Optimizing Biogas Production with Machine Learning: A Comparative Study of Predictive Models.
Main Article Content
Abstract
The prediction of biogas production is essential for optimizing operational conditions, enhancing process efficiency, and supporting sustainable energy systems. Traditional biogas yield prediction methods struggle to capture the nonlinear and complex interactions among influential factors such as feedstock composition, temperature, pH, and retention time. Machine learning (ML) models provide a promising alternative by analyzing patterns in historical data to make accurate, data-driven predictions.
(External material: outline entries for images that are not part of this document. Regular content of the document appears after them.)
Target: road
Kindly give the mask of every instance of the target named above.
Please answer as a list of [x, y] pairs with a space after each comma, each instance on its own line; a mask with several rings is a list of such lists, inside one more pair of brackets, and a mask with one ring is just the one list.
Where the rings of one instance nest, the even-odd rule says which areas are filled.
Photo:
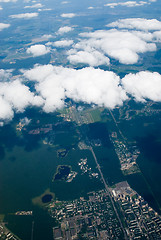
[[116, 209], [115, 204], [114, 204], [114, 201], [113, 201], [113, 198], [112, 198], [112, 196], [111, 196], [111, 192], [110, 192], [109, 187], [108, 187], [108, 185], [107, 185], [107, 183], [106, 183], [106, 181], [105, 181], [105, 179], [104, 179], [104, 176], [103, 176], [103, 173], [102, 173], [102, 171], [101, 171], [100, 165], [99, 165], [99, 163], [98, 163], [98, 161], [97, 161], [97, 157], [96, 157], [96, 155], [95, 155], [92, 147], [89, 147], [89, 150], [91, 151], [91, 153], [92, 153], [92, 155], [93, 155], [93, 157], [94, 157], [94, 160], [95, 160], [95, 162], [96, 162], [98, 171], [99, 171], [99, 173], [100, 173], [100, 175], [101, 175], [101, 179], [102, 179], [102, 181], [103, 181], [103, 183], [104, 183], [104, 186], [105, 186], [105, 189], [106, 189], [106, 191], [107, 191], [107, 193], [108, 193], [108, 195], [109, 195], [109, 197], [110, 197], [110, 200], [111, 200], [113, 209], [114, 209], [114, 211], [115, 211], [115, 213], [116, 213], [116, 216], [117, 216], [117, 218], [118, 218], [118, 220], [119, 220], [119, 222], [120, 222], [120, 226], [121, 226], [122, 231], [123, 231], [123, 233], [124, 233], [124, 239], [125, 239], [125, 240], [128, 240], [126, 231], [125, 231], [125, 229], [124, 229], [124, 227], [123, 227], [123, 225], [122, 225], [121, 219], [120, 219], [120, 217], [119, 217], [119, 214], [118, 214], [118, 212], [117, 212], [117, 209]]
This study evaluates the effectiveness of six ML models Linear Regression (LR), Decision Trees (DT), Random Forests (RF), Support Vector Machines (SVM), k-nearest Neighbors (k-NN), and Artificial Neural Networks (ANNs) for predicting biogas production on dataset of an experiment performed in 5 years from January 1, 2019, to October 30, 2024. Each model's performance was assessed using common evaluation metrics for regression analysis, including Mean Absolute Error (MAE), Mean Squared Error (MSE), and Root Squared (R²) Score, to compare their accuracy, robustness, and suitability for biogas data, which often involves nonlinear relationships and multivariate interactions. The findings demonstrate that DT and RF outperform simpler approaches in terms of accuracy with of 0.999 and 0.998 respectively, making them ideal for complex biogas prediction tasks. This study underscores the potential of ML models in optimizing biogas production systems and contributes to developing efficient, scalable solutions for renewable energy management.